While all but a relative handful of electrical customers have been restored service after Tropical Storm Iselle, about 1,600 Hawaiian Telcom customers remain without landline telephone and/or Internet service.
“Initially, about 14,000 Big Island customers, primarily in the Puna and Pahala areas, lost service as a result of the storm,” Hawaiian Telcom spokeswoman Ann Nishida Fry said in a Tuesday evening email. “By the following day, service was restored to about half of those.”
Nishida Fry said most still without service are in Puna and Pahala in Ka‘u.
“We expect to restore service to the majority of impacted customers by mid-September, with the exception of the Nanawale (Estates) area,” she said. “Nanawale was the most heavily impacted by the storm and right now, we’re assessing the best approach to restore service to customers.”
She didn’t give an estimated date for service restoration in Nanawale.
Nishida Fry said Hawaiian Telcom crews are currently working on restoring service in Hawaiian Beaches, Leilani Estates and Hawaiian Paradise Park.
“In addition to our Big Island team, we have flown in additional crew and vehicles from Oahu to assist with the restoration effort,” she said. “We have approximately 100 employees working on the Big Island restoral efforts, including those supporting from Oahu in our finance, billing, logistics (packing/shipping materials), engineering and other departments.”
Stephens Media Hawaii has received complaints from several Puna customers claiming a lack of communication and incomplete, misleading and contradictory information from Hawaiian Telcom. A woman who lives in Hawaiian Paradise Park between Kaloli and Paradise drives said she was originally told her telephone and Internet service would be restored by Saturday and has now been told the timetable for restoration of service has been pushed back to Sept. 4.
“I called Hawaiian Tel and I said, ‘We are not going to have to pay our entire bill for three weeks, are we?’” said the woman, who requested anonymity. “And she (the customer service representative) said to me, ‘When you are reconnected, if you do not call and ask for a reduction in the price, you won’t get it.’”
The woman said she was told it would take two billing cycles for her to get a reduction on her bill.
“I don’t think that’s right,” said the woman, who added she has been without service since Aug. 8. “Why should we have to ask for it? That’s a big concern for people out here; there are a lot of people with no phone service. “We don’t have our phones; we don’t have our Internet. We have to go to McDonald’s (for Wi-Fi). And when I call Hawaiian Tel, I don’t find them to be helpful.”
Nishida Fry said the information the woman received would normally be correct, but not under the current circumstance.

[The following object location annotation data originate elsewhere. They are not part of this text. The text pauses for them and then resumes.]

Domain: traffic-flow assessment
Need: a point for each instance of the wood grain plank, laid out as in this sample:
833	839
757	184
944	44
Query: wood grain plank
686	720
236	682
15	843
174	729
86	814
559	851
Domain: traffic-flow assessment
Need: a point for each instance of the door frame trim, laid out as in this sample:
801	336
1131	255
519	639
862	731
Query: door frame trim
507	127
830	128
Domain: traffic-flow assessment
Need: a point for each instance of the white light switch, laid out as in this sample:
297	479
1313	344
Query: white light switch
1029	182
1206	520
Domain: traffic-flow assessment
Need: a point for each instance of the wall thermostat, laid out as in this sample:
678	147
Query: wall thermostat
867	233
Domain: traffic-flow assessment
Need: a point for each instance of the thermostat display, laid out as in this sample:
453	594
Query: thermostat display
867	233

“Our normal process to receive a Time Out of Service credit is for a customer to call in and (request one),” she said. “However, in this case for disruptions caused by Tropical Storm Iselle, Hawaiian Telcom is proactively issuing credits to affected customers so they do not need to call us.

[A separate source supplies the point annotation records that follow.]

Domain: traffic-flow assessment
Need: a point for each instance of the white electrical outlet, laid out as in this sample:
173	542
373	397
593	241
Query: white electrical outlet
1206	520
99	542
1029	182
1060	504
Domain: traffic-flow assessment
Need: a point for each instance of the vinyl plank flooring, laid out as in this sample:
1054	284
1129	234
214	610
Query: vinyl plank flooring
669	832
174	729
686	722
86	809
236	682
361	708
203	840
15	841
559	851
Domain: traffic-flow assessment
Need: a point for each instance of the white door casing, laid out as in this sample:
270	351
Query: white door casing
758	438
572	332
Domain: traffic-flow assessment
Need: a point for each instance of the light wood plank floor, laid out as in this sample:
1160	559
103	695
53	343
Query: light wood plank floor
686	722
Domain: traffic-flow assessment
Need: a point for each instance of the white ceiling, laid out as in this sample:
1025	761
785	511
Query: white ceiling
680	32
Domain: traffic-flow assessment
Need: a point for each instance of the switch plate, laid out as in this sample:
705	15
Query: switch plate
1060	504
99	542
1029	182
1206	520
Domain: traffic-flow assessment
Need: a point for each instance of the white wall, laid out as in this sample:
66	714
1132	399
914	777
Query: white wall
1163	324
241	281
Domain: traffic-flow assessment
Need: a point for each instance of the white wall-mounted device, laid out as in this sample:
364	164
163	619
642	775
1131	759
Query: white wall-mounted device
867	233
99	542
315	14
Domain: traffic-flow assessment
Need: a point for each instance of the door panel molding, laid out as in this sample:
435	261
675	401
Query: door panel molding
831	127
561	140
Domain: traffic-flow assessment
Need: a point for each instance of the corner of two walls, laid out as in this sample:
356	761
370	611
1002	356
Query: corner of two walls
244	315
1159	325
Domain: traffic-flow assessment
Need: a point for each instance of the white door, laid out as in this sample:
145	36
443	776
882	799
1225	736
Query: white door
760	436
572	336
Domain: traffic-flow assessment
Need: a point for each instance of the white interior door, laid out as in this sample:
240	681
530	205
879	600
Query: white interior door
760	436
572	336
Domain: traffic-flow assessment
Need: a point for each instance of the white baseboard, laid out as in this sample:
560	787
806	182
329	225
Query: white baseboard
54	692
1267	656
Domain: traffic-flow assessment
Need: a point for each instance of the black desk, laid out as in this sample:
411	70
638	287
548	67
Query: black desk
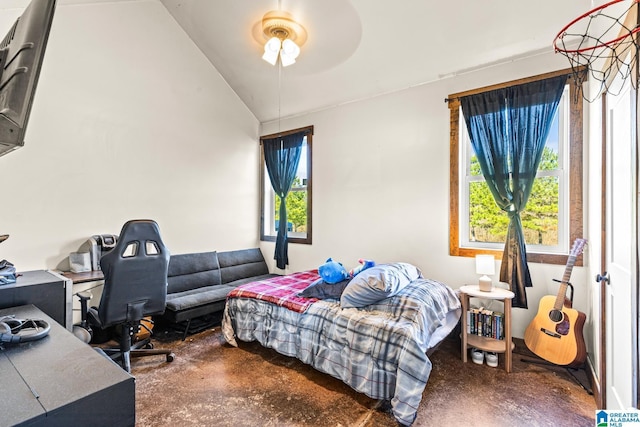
47	290
61	381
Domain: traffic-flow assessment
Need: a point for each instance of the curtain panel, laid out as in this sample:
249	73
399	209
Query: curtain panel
282	156
508	128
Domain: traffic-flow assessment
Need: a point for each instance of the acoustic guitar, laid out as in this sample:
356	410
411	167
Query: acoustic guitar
555	334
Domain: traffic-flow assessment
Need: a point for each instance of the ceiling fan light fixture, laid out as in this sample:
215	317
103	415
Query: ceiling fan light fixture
284	37
271	50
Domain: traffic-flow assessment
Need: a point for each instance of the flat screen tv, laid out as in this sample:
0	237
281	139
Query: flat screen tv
21	55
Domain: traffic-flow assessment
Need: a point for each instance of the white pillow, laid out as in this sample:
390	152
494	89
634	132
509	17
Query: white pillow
377	283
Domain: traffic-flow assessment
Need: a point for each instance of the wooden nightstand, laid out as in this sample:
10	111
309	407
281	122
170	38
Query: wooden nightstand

“If a customer is inadvertently missed or does not receive the appropriate credit amount after two billing cycles, they should call our Billing Office at 643-3343 or submit a support request via our website.”
The HPP resident said she had service in the immediate aftermath of Iselle, but Hawaiian Telcom “literally cut it off.”
Nishida Fry conceded circumstances necessitated intentional cutting of lines in some cases.
“In a few areas, some of our large cables had to be cut in order to clear the roadways quickly and allow access in and out of Puna,” she explained.
The HPP resident said the frustration level among Hawaiian Telcom customers still without service is mounting.
“We don’t think we’re getting the help like we got from HELCO,” she said. “HELCO was on the spot immediately. It took 12 days for us to get our power, but the phone service, we don’t quite understand what’s going on, why it’s taking so long.”
Nishida Fry said Hawaiian Telcom is smaller than Hawaiian Electric Companies, HELCO’s corporate parent, and isn’t capable of putting as many personnel in the field.
“I don’t think we’re close to the numbers of people the power company was able to send,” she said.
Nishida Fry called restoration “a multi-step process” and said the phone company’s crews “have worked closely with the power company and the County since the storm subsided.”
“HELCO was trying to push the message out, and we’re trying to echo it, that for safety reasons, they do have to go first,” she said. “… Most times, when we’re dealing with poles, you’re going to need several different crews — one to clear away (downed poles and lines), another to plant the pole, and another to put up the cabling. And we would come after that.
“… Our process includes removing destroyed cable, reattaching new cable and splicing each of the lines individually to begin restoring service. Splicing the individual cable pairs must be done in the proper sequence, so it is a painstaking process.”
Nishida Fry said the phone company is providing free Wi-Fi at HPP Activity Center and Pahoa Community Center between 8 a.m. to 4 p.m. daily. Consumers need to bring their own wireless devices such as laptop computers, tablets and smartphones. Wi-Fi centers at Hawaiian Shores Community Center and Nanawale Community Center have been closed at the request of the facilities’ operators.
“Hawaiian Telcom values our customers and we want them to know we are working hard to restore their services that were impacted by the storm,” Nishida Fry said.